Topics on nonparametric calibration, kernel ridge regression imputation\\ and nonparametric propensity score estimation

Wang, Hengfang
Major Professor
Jae Kwang Kim
Committee Member
Journal Title
Journal ISSN
Volume Title
Research Projects
Organizational Units
Organizational Unit
Journal Issue

This dissertation focuses on statistical issues arising in survey data and item nonresponse. In particular, it covers topics on nonparametric calibration in survey data, kernel ridge regression imputation and density ratio estimation in propensity score approach.

The first project is about nonparametric calibration in survey sampling. Estimation of a finite population mean or total is important in survey sampling. Calibration estimation is a popular method to address this issue by adjusting the sampling weights to match the unknown population totals of auxiliary variables. When the auxiliary vairbales are observed for all units in the finite population, one can apply the model calibration using the working outcome model. Traditional parametric calibration approach might not be robust in practice. We develope a nonparametric calibration method employing infinite-dimensional reproducing kernel Hilbert space (RKHS) that does not require an explicit outcome model. Under mild assumptions, the proposed calibration estimator attains the Godambe-Joshi lower bound asymptotically.

The second project is about handling missing data using kernel ridge regression method. Missing data is frequently encountered in practice. In some cases, missingness is planned to reduce the cost or the response burden. Ignoring the cases with missing values can lead to misleading results. To avoid the potential problem with missing data, imputation is commonly used. Kernel Ridge Regression (KRR) is a modern nonparametric regression technique based on the theory of Reproducing Kernel Hilbert Space, which enjoys the model robustness. We consider such method to imputation. Specifically, we establish the root-n consistency of the KRR imputation estimators and show that it is optimal in the sense that it achieves the lower bound of the semiparametric asymptotic variance. We further consider propensity score weighting method using kernel ridge regression and discuss its asymptotic properties.

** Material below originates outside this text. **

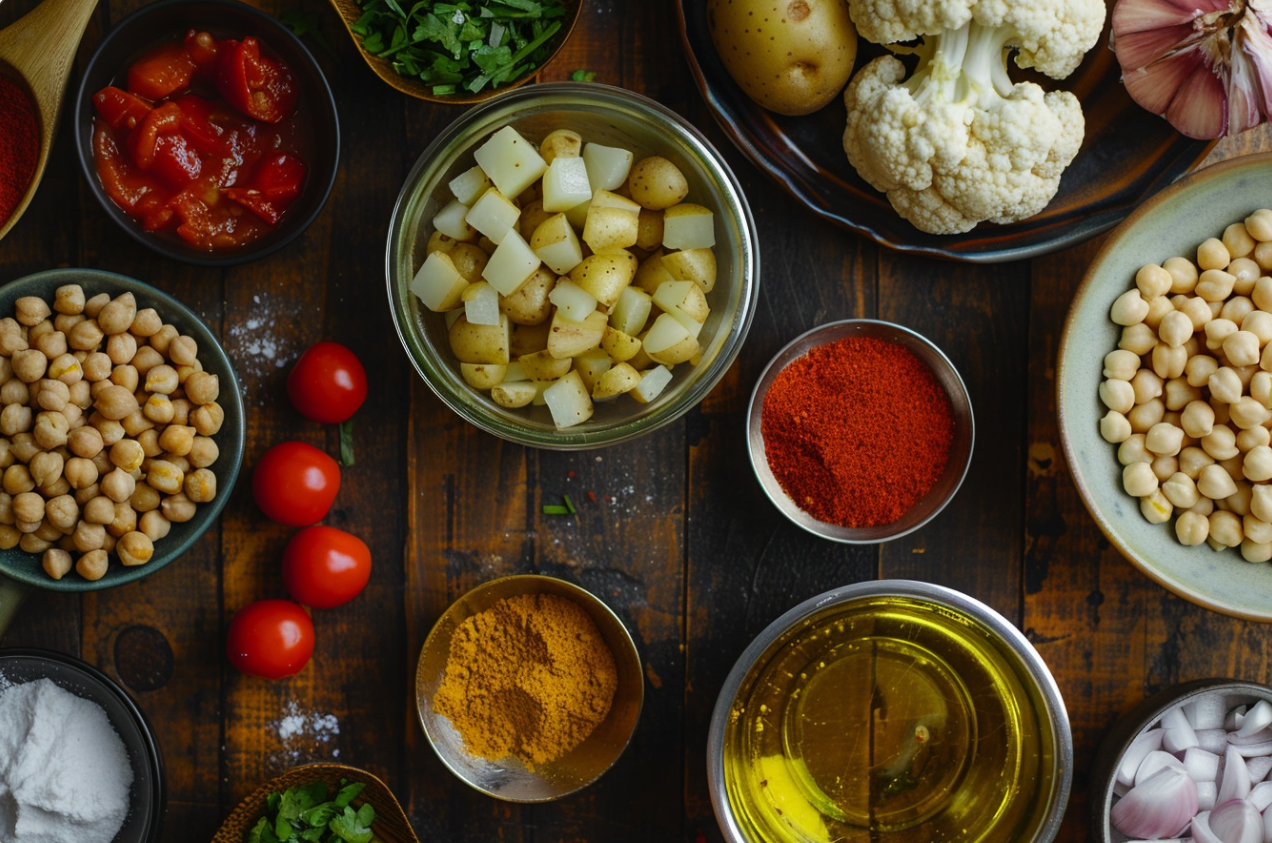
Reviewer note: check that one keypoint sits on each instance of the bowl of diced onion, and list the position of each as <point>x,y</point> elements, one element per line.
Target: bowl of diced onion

The third project is about propensity score estimation using density ration function approach. The propensity score approach is also a popular tool for handling item nonresponse. The propensity score is often developed using the model for the response probability. In practice, regression models for binary response, e.g., logistic regression, can be utilized to model the response probability given the observed auxiliary information. An inverse probability weighting estimator can then be constructed to get an unbiased estimation of the target parameter. We consider an alternative approach of estimating the inverse of the propensity scores using density ratio function. Density ratio estimation can be obtained by applying the maximum entropy method which uses the Kullback-Leibler distance measure. By including the covariates for the outcome regression models only into the density ratio model, we can achieve efficient propensity score estimation. We further extend the proposed approach to handling the multivariate missing case.